What is the extent of a soldier’s duty?
A thought-provoking examination of the ethics & philosophy of war – and its impact on the individual
Under the vast majority of the world’s military criminal codes, punishments for the crime of desertion range from prison time to the death penalty.
And yet, from the American Civil War (wherein the Union Army saw somewhere in the range of 200,000 desertions) to the Iraq War (it’s estimated that about 40,000 troops from all branches of the U.S. military have deserted), the numbers tell a chilling story about the immensity of this rarely discussed issue – and the realities of war’s impact on those who serve.
The non-fiction debut from Andy Owen – a British Army veteran who has completed operational tours in Northern Ireland, Iraq, and Afghanistan – All Soldiers Run Away: Alano’s War, The Story of a British Deserter [Lammi Publishing, November 1 2017] offers unique and rare insight into the story of a deserter – and urgent, thought-provoking analysis of the broader philosophical, moral, and ethical questions that surround this controversial subject.
All Soldiers Run Away is centered on WWII-era British soldier Alan Juniper, and his experiences in the war’s North African and Italian Campaigns – which saw him arrested and thrown in military prison for deserting… twice.
In an evocative, painstakingly researched narrative, All Soldiers Run Away takes readers through Juniper’s life and experiences as a soldier in war-torn North Africa and central Italy, relying on archived documents, rediscovered diaries, and testimony from Juniper’s family – who only became aware of the scale of Alan’s story sixty years after the fact, when the onset of Alzheimer’s made his previously undiagnosed Post Traumatic Stress Disorder more acute.
Through the story of Alan Juniper and contrasting desertions from the same war and more recent conflicts, All Soldiers Run Away looks at some of the reasons soldiers desert – and how we do, and should, respond to their desertion. As the book progresses, Owen also weaves his own experience of battle into the narrative, resulting in what University of Oxford Professor of Political Philosophy Cécile Fabre calls “a challenging and, at times, profoundly moving book.”
“Before being faced with the outline of Alan’s story, I made an assumption that there was something inherently unethical in the act of desertion itself,” says Owen. “But clearly, like other moral and legal offenses, context is important.
“My initial negative response was shaped by the context I know,” he continues. “I served in a volunteer army with modern logistic support, with limited operation tour dates. Understanding the context around Alan’s desertion forced me to challenge some of my beliefs about how a soldier should be and why I thought the way I thought.”

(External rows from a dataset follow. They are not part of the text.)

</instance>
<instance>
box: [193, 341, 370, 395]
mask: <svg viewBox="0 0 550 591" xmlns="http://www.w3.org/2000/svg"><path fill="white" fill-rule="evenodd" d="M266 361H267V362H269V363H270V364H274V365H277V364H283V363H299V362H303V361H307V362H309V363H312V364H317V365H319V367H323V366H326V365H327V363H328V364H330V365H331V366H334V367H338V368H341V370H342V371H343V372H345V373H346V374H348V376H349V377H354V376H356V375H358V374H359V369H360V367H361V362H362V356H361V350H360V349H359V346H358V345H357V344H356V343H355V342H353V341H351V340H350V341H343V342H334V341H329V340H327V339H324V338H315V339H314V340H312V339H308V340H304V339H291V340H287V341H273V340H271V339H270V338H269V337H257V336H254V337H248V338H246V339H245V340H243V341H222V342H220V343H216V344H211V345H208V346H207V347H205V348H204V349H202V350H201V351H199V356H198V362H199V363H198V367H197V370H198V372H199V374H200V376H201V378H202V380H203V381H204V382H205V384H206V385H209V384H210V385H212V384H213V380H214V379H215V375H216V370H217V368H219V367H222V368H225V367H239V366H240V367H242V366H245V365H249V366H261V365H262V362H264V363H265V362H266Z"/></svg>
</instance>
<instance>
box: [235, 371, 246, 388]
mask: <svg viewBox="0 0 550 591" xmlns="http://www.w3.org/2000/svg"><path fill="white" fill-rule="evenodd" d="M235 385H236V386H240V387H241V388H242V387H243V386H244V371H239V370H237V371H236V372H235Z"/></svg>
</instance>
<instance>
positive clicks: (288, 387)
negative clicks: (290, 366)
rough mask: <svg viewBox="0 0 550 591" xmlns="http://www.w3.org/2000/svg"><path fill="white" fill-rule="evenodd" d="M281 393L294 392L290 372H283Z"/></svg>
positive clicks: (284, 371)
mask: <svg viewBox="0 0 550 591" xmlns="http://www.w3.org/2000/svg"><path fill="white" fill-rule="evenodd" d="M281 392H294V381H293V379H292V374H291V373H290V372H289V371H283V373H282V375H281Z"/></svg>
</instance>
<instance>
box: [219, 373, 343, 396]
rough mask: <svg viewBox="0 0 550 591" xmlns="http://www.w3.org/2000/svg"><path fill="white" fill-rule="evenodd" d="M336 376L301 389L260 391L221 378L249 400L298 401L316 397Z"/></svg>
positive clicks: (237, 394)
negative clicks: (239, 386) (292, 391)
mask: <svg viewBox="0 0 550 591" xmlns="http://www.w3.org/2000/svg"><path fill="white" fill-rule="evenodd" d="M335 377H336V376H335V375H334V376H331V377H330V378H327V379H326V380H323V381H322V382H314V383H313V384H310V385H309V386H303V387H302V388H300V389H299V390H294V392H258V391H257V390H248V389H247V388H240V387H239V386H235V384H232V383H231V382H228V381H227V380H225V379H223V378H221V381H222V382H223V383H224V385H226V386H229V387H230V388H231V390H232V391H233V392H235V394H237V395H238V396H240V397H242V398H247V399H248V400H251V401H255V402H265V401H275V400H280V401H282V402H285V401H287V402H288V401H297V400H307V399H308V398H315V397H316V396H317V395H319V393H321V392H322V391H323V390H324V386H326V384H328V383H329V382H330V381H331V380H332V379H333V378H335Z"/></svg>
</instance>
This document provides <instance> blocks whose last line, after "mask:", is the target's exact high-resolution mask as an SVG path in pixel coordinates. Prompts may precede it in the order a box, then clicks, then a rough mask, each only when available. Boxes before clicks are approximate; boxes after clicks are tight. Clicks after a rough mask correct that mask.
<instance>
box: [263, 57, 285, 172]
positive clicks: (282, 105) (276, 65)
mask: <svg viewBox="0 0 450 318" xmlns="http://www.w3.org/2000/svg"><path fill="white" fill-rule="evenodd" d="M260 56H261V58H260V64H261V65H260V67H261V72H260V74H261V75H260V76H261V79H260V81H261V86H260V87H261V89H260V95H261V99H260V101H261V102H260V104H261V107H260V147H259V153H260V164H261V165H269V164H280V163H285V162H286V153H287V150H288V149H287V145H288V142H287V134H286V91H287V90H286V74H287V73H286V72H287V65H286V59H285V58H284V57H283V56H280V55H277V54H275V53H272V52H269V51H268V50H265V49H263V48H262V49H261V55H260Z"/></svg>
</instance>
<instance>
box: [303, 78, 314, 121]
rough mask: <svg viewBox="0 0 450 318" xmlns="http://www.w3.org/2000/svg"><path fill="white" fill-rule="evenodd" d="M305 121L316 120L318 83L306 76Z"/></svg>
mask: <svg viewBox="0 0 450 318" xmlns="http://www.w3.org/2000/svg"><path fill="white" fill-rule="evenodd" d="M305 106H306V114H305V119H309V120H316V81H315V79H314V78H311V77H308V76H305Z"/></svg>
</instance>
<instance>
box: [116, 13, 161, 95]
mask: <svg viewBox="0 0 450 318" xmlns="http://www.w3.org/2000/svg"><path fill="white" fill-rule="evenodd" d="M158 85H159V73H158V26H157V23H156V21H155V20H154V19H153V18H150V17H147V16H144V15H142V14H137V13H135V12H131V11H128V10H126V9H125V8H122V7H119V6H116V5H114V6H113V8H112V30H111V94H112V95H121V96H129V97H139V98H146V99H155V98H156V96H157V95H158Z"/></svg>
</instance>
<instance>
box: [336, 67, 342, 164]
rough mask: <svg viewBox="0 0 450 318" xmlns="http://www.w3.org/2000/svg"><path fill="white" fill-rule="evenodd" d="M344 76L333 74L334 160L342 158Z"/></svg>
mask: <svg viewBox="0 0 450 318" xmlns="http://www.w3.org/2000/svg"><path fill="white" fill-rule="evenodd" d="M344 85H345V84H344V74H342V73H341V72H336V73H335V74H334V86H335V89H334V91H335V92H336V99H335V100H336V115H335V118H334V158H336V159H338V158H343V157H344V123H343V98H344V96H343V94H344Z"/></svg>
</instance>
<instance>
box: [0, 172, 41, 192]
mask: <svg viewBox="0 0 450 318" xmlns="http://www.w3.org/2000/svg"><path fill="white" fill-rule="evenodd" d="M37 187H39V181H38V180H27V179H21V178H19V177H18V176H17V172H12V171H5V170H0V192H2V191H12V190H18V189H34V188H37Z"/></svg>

A timely and provocative read that raises larger questions about what we owe the societies we are part of, All Soldiers Run Away reveals:
- The true scale of the horrors soldiers had to endure in WWII, and our fading recognition and remembrance for those impacted
- The intrinsic link between duties and rights
- The moral, philosophical, and ethical dilemmas that desertion poses, and why it continues to be such a controversial and rarely discussed reality of war
- The two types of hero: one more obvious and widely regaled than the other
- The circumstances in which all soldiers run away
All Soldiers Run Away: Alano’s War, The Story of a British Deserter is currently available for pre-order via Lammi Publishing, and will be available in paperback and e-book editions wherever books are sold as of November 1, 2017.
About the Author:
Andy Owen served in the Intelligence Corps of the British Army reaching the rank of Captain. He completed operational tours in Northern Ireland (2003), Iraq (2004 and 2005) and in Helmand Province, Afghanistan (2007). All Soldiers Run Away is his third book following the novels East of Coker (2016) published by the War Writer’s Campaign and Invective (2014).